Kepeloporan Ulama dan santri dalam kehidupan berbangsa dan bernegara tidak selesai ketika Negara Indonesia mendapat pengakuan kemerdekaan dari bangsa-bangsa lain di dunia. Pada saat Indonesia memasuki perjuangan melalui jalur diplomasi, sebagai konsekuensi perjanjian Linggarjati 1946 Indonesia berbentuk Negara Serikat. Belanda kemudian terus membuat negara-negara boneka yang pada kelanjutannya menghambat kehidupan berbangsa dalam bentuk negara kesatuan. Hal tersebut terlihat ketika aspirasi rakyat berkembang untuk mengembalikan Indonesia dengan bentuk negara kesatuan, kebanyakan negara bagian (merasa sama-sama berstatus negara bagian menurut Undang-Undang Dasar Republik Indonesia Serikat) rupanya berat membubarkan diri dan melebur dengan Republik Indonesia yang mereka sebut Republik Yogyakarta.
Seorang ulama bernama Muhammad Natsir mengajukan gagasan kompromistis. Dia menyarankan semua negara bagian bersama-sama mendirikan negara kesatuan melalui prosedur parlementer, sehingga tidak ada satu negara bagian menelan negara bagian lainnya. Tanggal 3 April 1950, Natsir menyampaikan pidato bersejarah di depan parlemen Republik Indonesia Serikat. Pidato itu kemudian dikenal dengan “mosi integral”, yang berisi secara jelas adalah undangan bagi pemerintah agar mengambil prakarsa mencari penyelesaian atau sekurang-kurangnya membuat rencana mengatasi gejolak. Beliau menyarankan semua negara bagian bersama-sama mendirikan negara kesatuan melalui prosedur parlementer, sehingga tidak ada satu negara bagian menelan negara bagian lainnya.

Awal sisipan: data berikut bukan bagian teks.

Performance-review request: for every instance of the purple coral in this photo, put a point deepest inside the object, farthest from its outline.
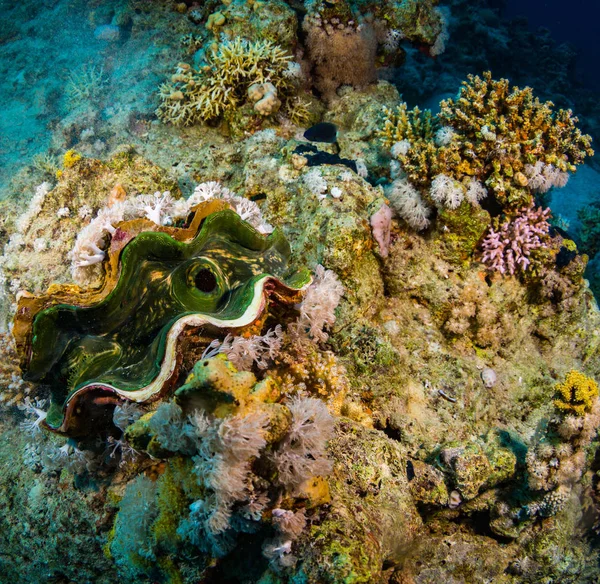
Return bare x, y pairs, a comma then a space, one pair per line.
509, 249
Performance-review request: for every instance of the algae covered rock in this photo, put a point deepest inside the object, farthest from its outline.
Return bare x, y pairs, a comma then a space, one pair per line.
371, 517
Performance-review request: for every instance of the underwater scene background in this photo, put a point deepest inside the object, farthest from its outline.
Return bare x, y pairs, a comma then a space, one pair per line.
299, 292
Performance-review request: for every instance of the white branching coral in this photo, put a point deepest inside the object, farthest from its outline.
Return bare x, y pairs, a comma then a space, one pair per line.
446, 192
475, 192
35, 412
542, 177
301, 455
222, 465
248, 210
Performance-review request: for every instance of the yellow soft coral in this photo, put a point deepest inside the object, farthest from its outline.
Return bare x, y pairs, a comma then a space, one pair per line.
576, 394
71, 158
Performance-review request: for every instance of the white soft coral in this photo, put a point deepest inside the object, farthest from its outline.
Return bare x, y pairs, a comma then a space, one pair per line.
317, 310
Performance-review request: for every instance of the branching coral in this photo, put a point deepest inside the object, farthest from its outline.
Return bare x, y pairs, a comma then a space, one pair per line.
223, 85
491, 138
512, 247
503, 132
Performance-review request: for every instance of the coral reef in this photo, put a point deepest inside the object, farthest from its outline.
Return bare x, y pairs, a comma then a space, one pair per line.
238, 72
362, 352
198, 271
489, 140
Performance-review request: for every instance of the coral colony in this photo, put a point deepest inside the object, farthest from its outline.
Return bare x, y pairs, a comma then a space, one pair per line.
272, 324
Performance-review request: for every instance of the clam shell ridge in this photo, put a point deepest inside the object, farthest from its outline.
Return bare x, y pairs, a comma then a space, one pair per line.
121, 341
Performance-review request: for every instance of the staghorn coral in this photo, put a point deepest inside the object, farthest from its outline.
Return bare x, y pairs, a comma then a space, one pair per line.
512, 247
577, 394
504, 133
226, 83
490, 139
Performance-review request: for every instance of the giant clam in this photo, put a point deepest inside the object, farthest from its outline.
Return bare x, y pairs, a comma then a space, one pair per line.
123, 340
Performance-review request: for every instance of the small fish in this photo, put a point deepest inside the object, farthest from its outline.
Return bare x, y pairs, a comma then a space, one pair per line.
322, 132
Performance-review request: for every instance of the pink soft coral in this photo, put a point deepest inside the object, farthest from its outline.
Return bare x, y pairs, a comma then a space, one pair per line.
509, 249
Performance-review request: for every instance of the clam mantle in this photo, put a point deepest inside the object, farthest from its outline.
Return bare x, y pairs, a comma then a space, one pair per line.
123, 340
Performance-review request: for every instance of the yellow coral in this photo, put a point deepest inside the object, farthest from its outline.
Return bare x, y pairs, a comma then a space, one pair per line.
197, 96
576, 394
71, 158
503, 137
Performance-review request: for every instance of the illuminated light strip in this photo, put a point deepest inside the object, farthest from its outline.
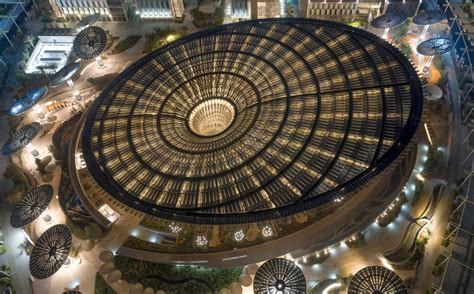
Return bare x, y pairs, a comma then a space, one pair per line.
331, 287
428, 134
234, 257
191, 261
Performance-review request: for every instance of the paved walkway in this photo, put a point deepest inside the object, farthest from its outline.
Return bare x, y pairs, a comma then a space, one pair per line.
455, 153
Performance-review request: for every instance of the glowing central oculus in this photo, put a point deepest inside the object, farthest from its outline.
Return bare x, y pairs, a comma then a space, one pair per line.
211, 117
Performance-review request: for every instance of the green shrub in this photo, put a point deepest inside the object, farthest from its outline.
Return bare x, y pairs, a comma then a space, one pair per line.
91, 231
419, 187
101, 286
126, 44
161, 37
392, 214
19, 178
358, 242
433, 160
101, 82
195, 279
207, 20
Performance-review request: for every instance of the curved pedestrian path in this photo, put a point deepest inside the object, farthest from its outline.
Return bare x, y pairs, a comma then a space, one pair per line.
407, 248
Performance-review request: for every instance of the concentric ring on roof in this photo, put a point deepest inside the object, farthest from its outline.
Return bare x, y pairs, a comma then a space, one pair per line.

Begitulah para ulama terdahulu telah memberikan contoh kepada kita tentang jalan Dakwah indah dan mempraktekkan bahwa Islam adalah rahmat untuk semesta alam. Tugas menyampaikan Islam kepada umat manusia seluruhnya dan mengajak mereka untuk komitmen dengan Islam pada setiap kondisi, telah mereka wariskan kepada generasi selanjutnya. Karenanya kita semua gembira dan menaruh harapan besar kepada para santri yang baru selesai masa studinya agar dapat melakukan pembaharuan masyarakat. Kehadiran individu-individu yang berilmu dan senantiasa mengamalkan ilmunya tersebut ditengah-tengah kehidupan masyarakat dapat menjadi agen-agen percepatan pembangunan. Diperlukan banyak ulama-ulama agen perubahan yang mampu membawa masyarakat mencapai visi pembangunannya yaitu menjadi mandiri, dinamis dan sejahtera.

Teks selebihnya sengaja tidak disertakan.